BY FACING HISTORY AND OURSELVES

 

Learn about Hitler’s early measures against “enemies of the state,” including the Enabling Act and the first concentration camp at Dachau.

While the Nazis were focusing on putting Germans back to work in the midst of the Great Depression, they also unleashed attacks on their political opposition as soon as Hitler became chancellor. On the evening of February 27, 1933, alarms suddenly rang out in the Reichstag as fire destroyed the building’s main chamber. Within 20 minutes, Hitler was on the scene to declare: “This is a God-given signal! If this fire, as I believe, turns out to be the handiwork of Communists, then there is nothing that shall stop us now from crushing out this murderous pest with an iron fist.”
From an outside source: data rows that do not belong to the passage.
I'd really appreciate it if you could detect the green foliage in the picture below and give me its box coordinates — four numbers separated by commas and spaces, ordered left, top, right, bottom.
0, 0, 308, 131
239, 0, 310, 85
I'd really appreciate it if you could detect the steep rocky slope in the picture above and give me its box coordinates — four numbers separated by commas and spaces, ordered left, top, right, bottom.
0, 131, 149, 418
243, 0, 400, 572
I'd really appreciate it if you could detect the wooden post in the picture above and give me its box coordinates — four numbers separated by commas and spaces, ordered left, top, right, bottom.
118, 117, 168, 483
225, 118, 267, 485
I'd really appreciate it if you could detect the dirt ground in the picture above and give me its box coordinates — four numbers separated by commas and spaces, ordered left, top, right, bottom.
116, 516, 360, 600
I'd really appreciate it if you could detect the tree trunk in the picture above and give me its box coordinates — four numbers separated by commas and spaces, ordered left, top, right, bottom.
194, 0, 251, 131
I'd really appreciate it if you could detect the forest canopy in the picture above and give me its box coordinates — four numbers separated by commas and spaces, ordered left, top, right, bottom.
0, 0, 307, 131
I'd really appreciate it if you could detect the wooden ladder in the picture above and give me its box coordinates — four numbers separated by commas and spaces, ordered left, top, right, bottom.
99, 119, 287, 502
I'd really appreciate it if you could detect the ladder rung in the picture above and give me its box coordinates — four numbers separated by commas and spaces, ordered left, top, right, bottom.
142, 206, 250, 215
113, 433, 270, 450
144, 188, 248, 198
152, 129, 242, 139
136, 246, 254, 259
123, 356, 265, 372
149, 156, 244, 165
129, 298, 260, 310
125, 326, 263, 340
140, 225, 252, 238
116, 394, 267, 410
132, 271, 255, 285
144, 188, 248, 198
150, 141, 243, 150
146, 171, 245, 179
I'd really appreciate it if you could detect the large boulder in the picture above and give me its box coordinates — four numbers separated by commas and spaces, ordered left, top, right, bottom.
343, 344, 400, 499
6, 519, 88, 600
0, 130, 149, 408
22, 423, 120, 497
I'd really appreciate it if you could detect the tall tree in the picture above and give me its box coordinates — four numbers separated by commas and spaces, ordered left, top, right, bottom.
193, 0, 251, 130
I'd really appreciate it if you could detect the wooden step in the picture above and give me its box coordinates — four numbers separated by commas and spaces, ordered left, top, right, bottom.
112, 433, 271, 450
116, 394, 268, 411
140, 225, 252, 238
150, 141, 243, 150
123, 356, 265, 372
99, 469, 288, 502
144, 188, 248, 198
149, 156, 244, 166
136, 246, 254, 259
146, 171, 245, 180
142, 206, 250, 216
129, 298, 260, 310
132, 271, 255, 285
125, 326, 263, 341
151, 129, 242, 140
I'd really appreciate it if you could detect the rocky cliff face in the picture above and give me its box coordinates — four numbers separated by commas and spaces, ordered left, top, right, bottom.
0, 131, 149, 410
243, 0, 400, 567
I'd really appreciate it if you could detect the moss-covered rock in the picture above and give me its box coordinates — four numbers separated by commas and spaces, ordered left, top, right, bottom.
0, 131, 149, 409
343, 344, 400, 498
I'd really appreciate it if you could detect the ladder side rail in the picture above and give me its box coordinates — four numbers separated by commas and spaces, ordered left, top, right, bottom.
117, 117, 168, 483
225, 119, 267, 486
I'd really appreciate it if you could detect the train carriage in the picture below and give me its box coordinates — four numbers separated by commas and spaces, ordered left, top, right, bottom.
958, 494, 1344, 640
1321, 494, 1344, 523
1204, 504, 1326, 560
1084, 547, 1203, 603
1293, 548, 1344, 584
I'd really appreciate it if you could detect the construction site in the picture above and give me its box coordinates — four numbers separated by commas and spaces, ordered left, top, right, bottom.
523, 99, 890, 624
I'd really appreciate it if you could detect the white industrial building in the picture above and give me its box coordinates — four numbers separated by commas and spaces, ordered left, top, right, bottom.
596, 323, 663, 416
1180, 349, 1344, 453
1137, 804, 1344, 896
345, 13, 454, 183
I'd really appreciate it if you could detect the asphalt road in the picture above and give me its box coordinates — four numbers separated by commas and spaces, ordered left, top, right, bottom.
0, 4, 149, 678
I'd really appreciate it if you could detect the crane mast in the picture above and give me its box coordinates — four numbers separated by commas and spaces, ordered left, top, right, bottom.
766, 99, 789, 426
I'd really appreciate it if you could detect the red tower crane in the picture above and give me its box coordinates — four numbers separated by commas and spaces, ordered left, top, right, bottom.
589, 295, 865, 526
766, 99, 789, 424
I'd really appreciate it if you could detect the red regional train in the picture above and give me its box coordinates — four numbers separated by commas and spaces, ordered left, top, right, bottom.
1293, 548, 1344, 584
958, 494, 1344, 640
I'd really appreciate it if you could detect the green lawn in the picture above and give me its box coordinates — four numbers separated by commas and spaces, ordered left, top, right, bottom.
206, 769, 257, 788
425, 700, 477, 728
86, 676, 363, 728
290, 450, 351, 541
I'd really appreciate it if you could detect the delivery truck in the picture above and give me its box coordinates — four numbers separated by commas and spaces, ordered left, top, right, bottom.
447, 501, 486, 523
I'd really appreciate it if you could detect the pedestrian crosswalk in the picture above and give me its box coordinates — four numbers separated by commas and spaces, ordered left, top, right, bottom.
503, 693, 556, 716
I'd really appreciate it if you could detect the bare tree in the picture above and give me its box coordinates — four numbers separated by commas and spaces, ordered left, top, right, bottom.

Marinus van der Lubbe was the man the Nazis captured that night. He confessed to setting the building ablaze but repeatedly insisted that he had acted alone. Adolf Hitler paid no attention to the confession. He saw a chance to get rid of what he considered the Nazis’ most immediate rival—the Communists—so he ordered the arrest of anyone with ties to the Communist Party. Within days, the Nazis had thrown 4,000 Communists and their leaders into hastily created prisons and concentration camps. By the end of March, 20,000 Communists had been arrested, and by the end of that summer more than 100,000 Communists, Social Democrats, union officials, and other “radicals” were imprisoned.

Were any of them responsible for the fire? The question was irrelevant to the Nazis. They had been given an opportunity to get rid of their enemies, and they took it.